With numerous historical statues and monuments in Albany’s parks and public spaces, our rich environment invites you to discover 400 years of creativity.

That is excellent advice, and true.

Thursday, July 2, 2009

John Connors at Clement Art Gallery

John Connors loves old buildings the way you might love an old aunt - gently and generously. His watercolor paintings of sites in Troy and other places, now featured in a solo show at Clement Art Gallery, have humor, color, detail and - most of all - affection.

A stalwart at Clement, Connors splits his time between Lansingburgh (a borough of north Troy) and New York City, and his show has a similar configuration. There are nine Troy paintings, one from Cohoes and four from New York, plus a bunch of unframed works collected in a bin for browsing. All share the loose (but unfailingly accurate) style of a street artist - not coincidentally, the show is titled Working the Streets - whose subject is the setting, with people present simply as window dressing.

Light is also a subject for Connors, as it washes over his gorgeous facades and as it filters through stained glass for the one interior (of Troy's Saint Peter's Church). While Connors' colors are more vivid than pastel, there is an ethereal lightness to his Frear Building, a wedding cake of a structure which, in Connors' interpretation, is loomed over by the more robust, red Market Block building.

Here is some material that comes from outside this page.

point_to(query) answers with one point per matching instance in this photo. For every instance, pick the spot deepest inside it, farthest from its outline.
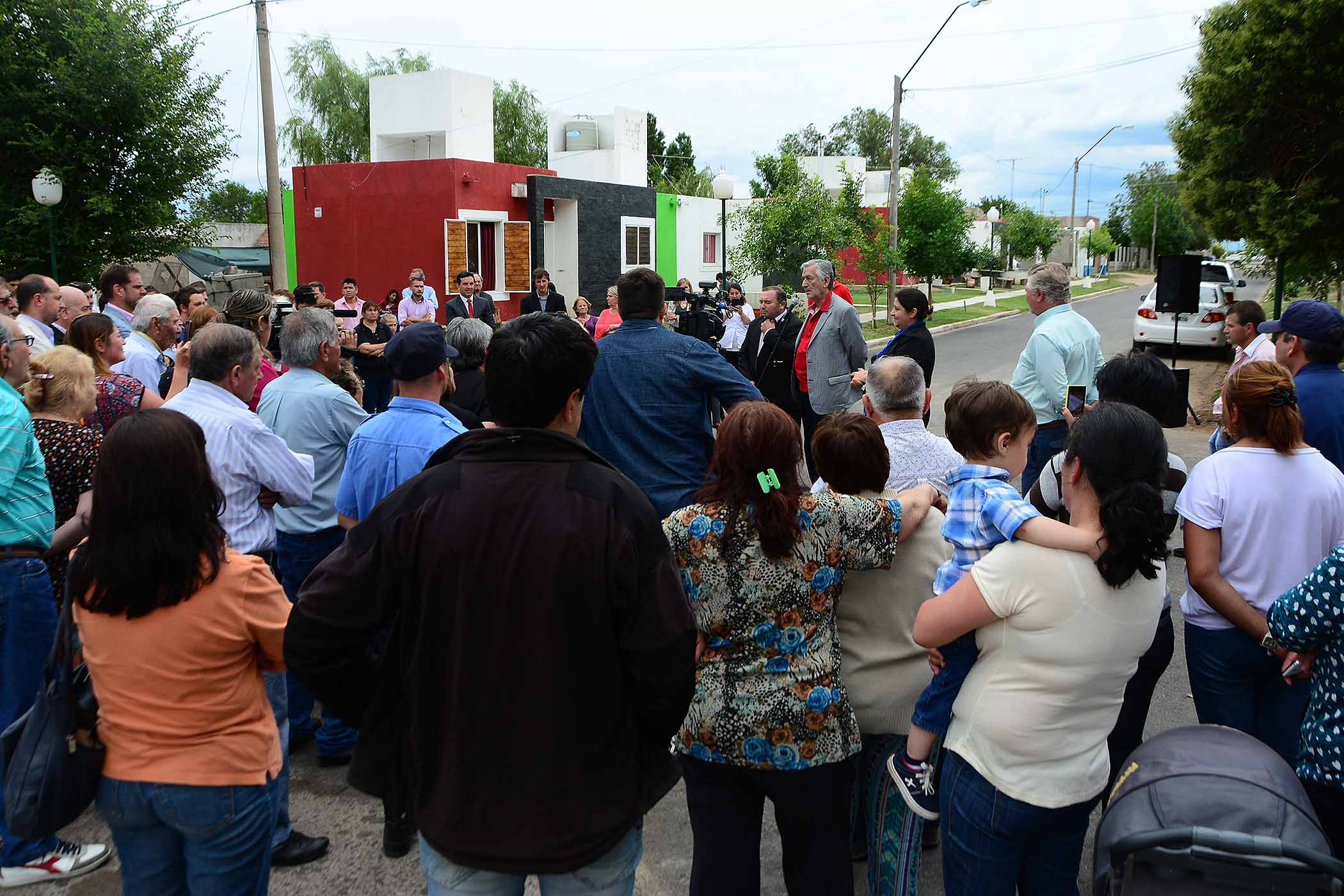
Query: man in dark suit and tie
(467, 304)
(542, 296)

A more massive presence is felt in Music Hall, where the bulky structure rises up in jaunty, wide-angle distortion, a trick Connors gleefully and regularly employs. But not all his images are of impressive architecture - in fact, some of the best painting Connors does brings our attention to a scene we might otherwise never consider, as with the transcendentally sky-blue Kitchen Cabinet Store or Cohoes' Calkins Pharmacy.

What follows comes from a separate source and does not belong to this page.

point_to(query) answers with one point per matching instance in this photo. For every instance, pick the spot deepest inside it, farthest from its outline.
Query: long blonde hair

In the New York paintings, Connors lavishes equal amounts of care on landmarks and lost souls. So, in this installation, Carnegie Hall rubs shoulders with both the Strand Bookstore and Ninth Avenue Wines and Liquors. The paintings seem a bit touristy at first, but they will grow on you - Connors has an eye, and he has plenty of technique to back it up.

Add note: If you haven't already noticed, Troy has pretty firmly established itself as a solid center of our regional art scene, and Clement is planted squarely in the middle of that. It may be easy for sophisticates to dismiss this venue as a frame shop putting on airs, but they'd be mistaken. Not only has the space grown to include a really impressive roster of regular artists (such as Harry Orlyk, Bob Moylan, and Laura Von Rosk - and more at, it has also built a nice lineup of printed catalogs from its monthly shows. This is definitely a gallery to be taken seriously.